Employers frequently misuse probation agreements to get rid of employees instantly because:
- The employee has committed misconduct
- The employer wants to make space for a friend or cousin of the owner
- The employee ‘does not fit in’
- A manager ‘does not like the employee’s face’
As probation is not a licence to fire, ‘James Bond’ employers who think they have ‘007’ licences to fire at will are likely to fall foul of ‘Dr No’ arbitrators at the CCMA. In labour law, ‘probation’ simply means ‘testing the employee’s work performance’.
A probationary employee is one who has a conditional employment contract (written or unwritten). That is, the continuation of the contract is conditional on whether the employee’s work performance during the probationary period shows that he or she is or is not able to carry out the work properly. While this describes the purpose of the probationary period it does not mean that the employer has a free licence to fire the probationer if the employer believes his or her performance to be unsatisfactory.
The employer is allowed to extend the employee’s probation period in order to further assess the employee’s performance. This might occur, for example, where the employee shows promise but has made some errors, or the opportunity for evaluation has been reduced during the initial probation period.
However, before extending the probation period, the employer is required to give the employee the opportunity to make representations as regards the proposed extension.
The biggest mistake that employers frequently make is believing that the conditional nature of the probationary employment significantly reduces the probationer’s labour law rights.

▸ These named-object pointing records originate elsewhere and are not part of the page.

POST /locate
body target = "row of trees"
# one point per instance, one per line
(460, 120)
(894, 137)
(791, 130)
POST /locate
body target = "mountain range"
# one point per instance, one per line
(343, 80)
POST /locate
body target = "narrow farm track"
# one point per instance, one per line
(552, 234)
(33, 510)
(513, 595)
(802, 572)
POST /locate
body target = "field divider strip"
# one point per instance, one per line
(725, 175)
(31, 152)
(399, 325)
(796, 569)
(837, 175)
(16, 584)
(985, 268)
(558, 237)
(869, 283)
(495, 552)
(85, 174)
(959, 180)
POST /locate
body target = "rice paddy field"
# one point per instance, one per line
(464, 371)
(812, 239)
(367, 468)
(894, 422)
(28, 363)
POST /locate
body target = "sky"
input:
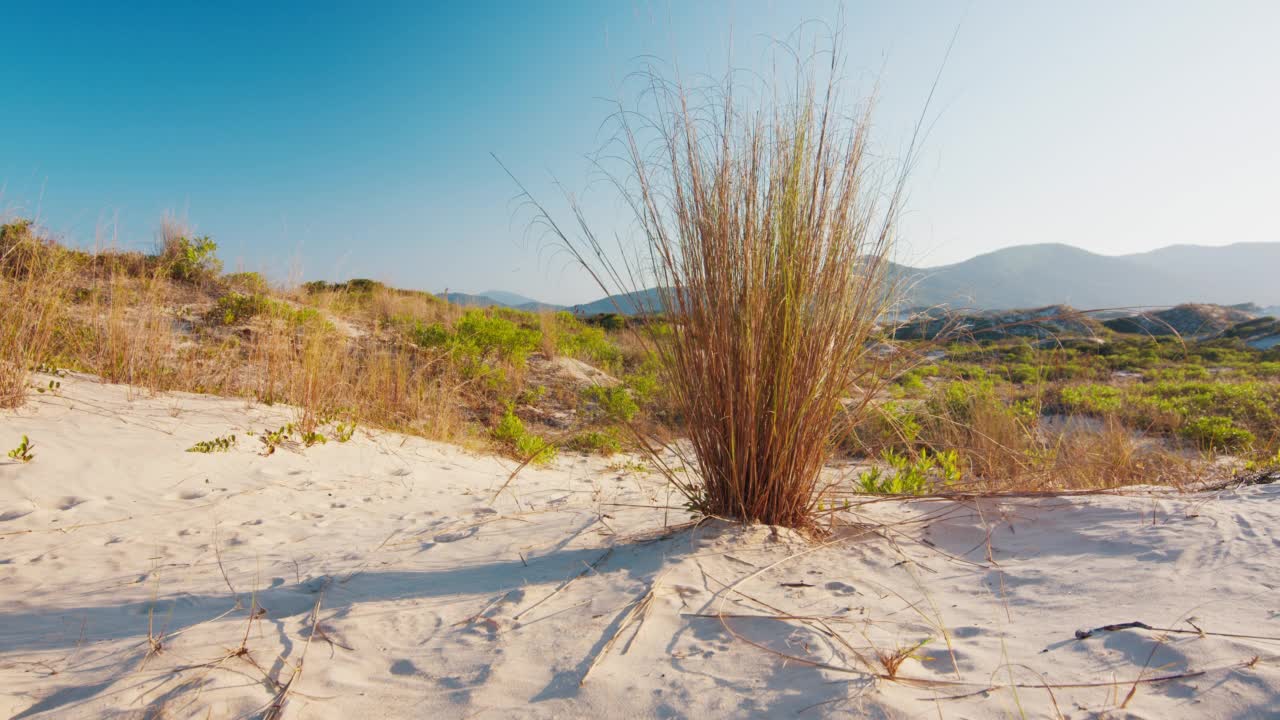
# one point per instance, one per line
(327, 140)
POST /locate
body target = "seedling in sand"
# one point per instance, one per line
(342, 432)
(22, 454)
(894, 660)
(312, 438)
(274, 438)
(216, 445)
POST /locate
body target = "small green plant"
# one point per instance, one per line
(511, 432)
(1216, 432)
(342, 432)
(600, 442)
(892, 660)
(312, 438)
(910, 475)
(615, 402)
(216, 445)
(274, 438)
(49, 369)
(22, 454)
(192, 259)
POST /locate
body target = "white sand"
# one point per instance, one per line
(437, 604)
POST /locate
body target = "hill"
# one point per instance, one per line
(1038, 276)
(1032, 276)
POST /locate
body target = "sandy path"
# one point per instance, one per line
(434, 602)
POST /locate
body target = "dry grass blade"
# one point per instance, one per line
(282, 696)
(639, 610)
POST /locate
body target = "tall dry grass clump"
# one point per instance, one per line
(32, 299)
(766, 229)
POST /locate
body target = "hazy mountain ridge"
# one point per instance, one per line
(1037, 276)
(1031, 276)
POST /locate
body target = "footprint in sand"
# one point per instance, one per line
(456, 534)
(69, 501)
(405, 668)
(841, 588)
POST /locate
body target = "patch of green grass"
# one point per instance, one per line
(1091, 399)
(216, 445)
(22, 454)
(912, 475)
(585, 342)
(598, 442)
(479, 338)
(1216, 432)
(512, 434)
(615, 402)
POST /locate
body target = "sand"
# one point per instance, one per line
(378, 578)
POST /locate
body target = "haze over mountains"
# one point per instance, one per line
(1032, 276)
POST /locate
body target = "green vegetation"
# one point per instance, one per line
(216, 445)
(22, 454)
(511, 434)
(598, 442)
(191, 259)
(912, 475)
(613, 402)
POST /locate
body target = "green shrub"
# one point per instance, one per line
(1216, 432)
(22, 454)
(1091, 399)
(240, 308)
(615, 402)
(246, 282)
(585, 342)
(478, 338)
(192, 259)
(600, 442)
(512, 434)
(216, 445)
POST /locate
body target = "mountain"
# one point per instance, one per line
(1029, 276)
(469, 300)
(627, 304)
(1036, 276)
(497, 299)
(508, 299)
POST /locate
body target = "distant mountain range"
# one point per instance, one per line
(1033, 276)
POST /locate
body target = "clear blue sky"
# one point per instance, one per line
(353, 140)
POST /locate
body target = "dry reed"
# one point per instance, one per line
(767, 232)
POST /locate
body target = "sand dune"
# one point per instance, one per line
(387, 573)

On the contrary, the employer that places an employee on probation has a number of legal obligations including:
- Making it clear that the employee is on probation
- Clarifying the length of the probation period
- Setting reasonable performance standards
- Specifying for and explaining to the employee the performance standards required
- Evaluating and monitoring the employee’s performance against the set performance standards
- Informing the employee of performance shortcomings
- Issuing warnings to the employee where he or she is failing to meet the required standards
- Assisting, guiding, counselling, training the employee where necessary
- Before dismissing the probationer, giving him or her an opportunity to state his or her case.
For example, in the case of Fraser vs Caxton Publishers (2005, 3 BALR 323) the employee was fired for falsifying her CV and for incompatibility. She took the matter to the CCMA where the arbitrator agreed she was indeed guilty of this misconduct and that it was serious enough to merit dismissal. Despite this, the arbitrator found the dismissal to be unfair because the employer had not given the employee a chance to defend herself against the charges.
In the case of Tharratt vs Volume Injection Products (Pty) Ltd (2005, 6 BALR 652) the employee was dismissed during his probation period for poor performance. As the employer had failed to investigate the cause of the poor performance, the CCMA found the dismissal to be unfair. The employer was therefore ordered to pay the employee compensation equal to three months’ remuneration.
These cases highlight the fact that probationary employees are strongly protected by labour law. At the same time, probationary employees often do not work out as well as was hoped. While the law allows the dismissal of such failed employees the employer must follow strict procedures first.
Probation can be a very useful tool for the employer, but it must only be used after the employer has utilised labour law expertise in:
- Designing a probationary policy and procedure
- Setting realistic performance standards
- Designing measures for monitoring and evaluating work performance
- Training management in probation law and in the implementation of the probation policy and procedure.